I absolutely would not worry that your follower and like counts are different unless your follower count is dramatically smaller and dropping rapidly. If that’s the case, it’s an indication that you’re on the wrong track with your posting and you’re nosediving your brand. Of course, this will rarely be the case; most people will be unliking the page instead of just unfollowing it when you make them that irritated.
Preventing the Loss of Followers
If you have plenty of likes and growth in your likes, you might consider monitoring your followers to see if they are falling when they should be rising. If they are, you might need to take some steps to prevent the loss of even more followers. Here are my tips for that, based on what I’ve seen cause the loss of followers in the past.
First of all, keep an eye on your posts. Are they overly salesy? Are you focusing too much on what your audience can do for you, and too little on what you can do for your audience? In general, Facebook should be used for brand awareness and for building up the perception that you’re helpful and useful to your followers. Think about your posts appearing in your users’ feeds, and consider how they look.
I’ve seen a lot of people slip into overly marketing-style posts and end up losing followers. Remember that people on Facebook want something out of the posts they see. It might just be notice of a new product launch, it might be a sale announcement, or it might just be a link to a funny video.
Don’t be afraid to curate posts or content from your industry if those posts are likely to provide some value to your users. You want, at minimum, your readers to think “oh, neat” when they read a post. Even something as minimal as an interesting fact or statistic can do well enough so long as it isn’t attached to a sales pitch.
Secondly, lay off the contests for a while. Most contests run on Facebook have one main stipulation: like the page in order to qualify. Gleam contests often have a like as an entry method, and others do the same thing, even informal contests. After all, the purpose of the contest is to get more likes, right?
So you have people who are entering your contests but who don’t actually care about your posts. They want the chance to win free stuff, but they don’t ever feel like buying from you. What do they do? They unfollow you.
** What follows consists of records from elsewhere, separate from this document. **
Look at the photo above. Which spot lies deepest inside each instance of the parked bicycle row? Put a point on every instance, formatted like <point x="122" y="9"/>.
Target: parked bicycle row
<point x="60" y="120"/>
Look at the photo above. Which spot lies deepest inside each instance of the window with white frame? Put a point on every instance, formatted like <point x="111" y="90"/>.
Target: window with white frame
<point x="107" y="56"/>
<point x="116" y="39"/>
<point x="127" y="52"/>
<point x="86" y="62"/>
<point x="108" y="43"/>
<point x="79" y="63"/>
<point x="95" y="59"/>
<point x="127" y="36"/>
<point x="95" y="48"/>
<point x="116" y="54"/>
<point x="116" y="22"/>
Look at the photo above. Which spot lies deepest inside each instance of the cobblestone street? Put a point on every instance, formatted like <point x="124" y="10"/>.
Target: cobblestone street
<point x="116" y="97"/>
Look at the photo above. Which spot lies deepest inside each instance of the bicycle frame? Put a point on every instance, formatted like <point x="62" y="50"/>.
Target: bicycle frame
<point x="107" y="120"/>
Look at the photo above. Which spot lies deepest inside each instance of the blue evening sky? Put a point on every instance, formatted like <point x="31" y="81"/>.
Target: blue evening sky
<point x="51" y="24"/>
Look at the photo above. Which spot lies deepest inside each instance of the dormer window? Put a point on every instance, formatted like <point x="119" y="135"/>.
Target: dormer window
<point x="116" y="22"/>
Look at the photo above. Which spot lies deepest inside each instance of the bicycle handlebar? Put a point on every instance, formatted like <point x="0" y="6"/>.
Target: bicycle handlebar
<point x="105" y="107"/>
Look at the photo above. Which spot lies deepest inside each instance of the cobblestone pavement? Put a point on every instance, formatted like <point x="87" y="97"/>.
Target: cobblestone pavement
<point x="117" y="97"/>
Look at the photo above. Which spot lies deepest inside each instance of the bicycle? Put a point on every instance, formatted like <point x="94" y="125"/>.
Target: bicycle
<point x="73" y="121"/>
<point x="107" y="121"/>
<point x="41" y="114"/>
They still like your page, so they’re still entered to win whatever you give away when they see your contests, but they don’t see your posts in their feeds.
“But how do they know about new contests then?” Well, there are dozens of communities on the web dedicated to contests and free stuff. Slickdeals is one of the major ones, for example. It’s quite common for people to find out about contests through a different social channel. Heck, they might just have a Twitter account dedicated to nothing but contests.
A third option is to simply post less often. Some social networks support frequent posts, like Twitter and Instagram. Some have dramatically diminishing returns, and Facebook is one of them. In general, I’ve found that posting once or twice per day, weekdays only, is generally good enough. Even twice a day can be a lot, if you don’t have a lot of interesting things to say.
Bigger brands and big blogs that publish multiple articles per day are more able to share their content on Facebook frequently without issues, but even so, they tend to have a good chunk fewer followers than they do likes.
Really, though, the best thing you can do is just ignore it. Focus on engaging with your audience. Focus on building rapport and community feedback. Focus on creating high quality posts, both on your website and on your social accounts. Focus on gaining a larger audience, not on scraping back the people who left. There’s no good way to contact them anyway.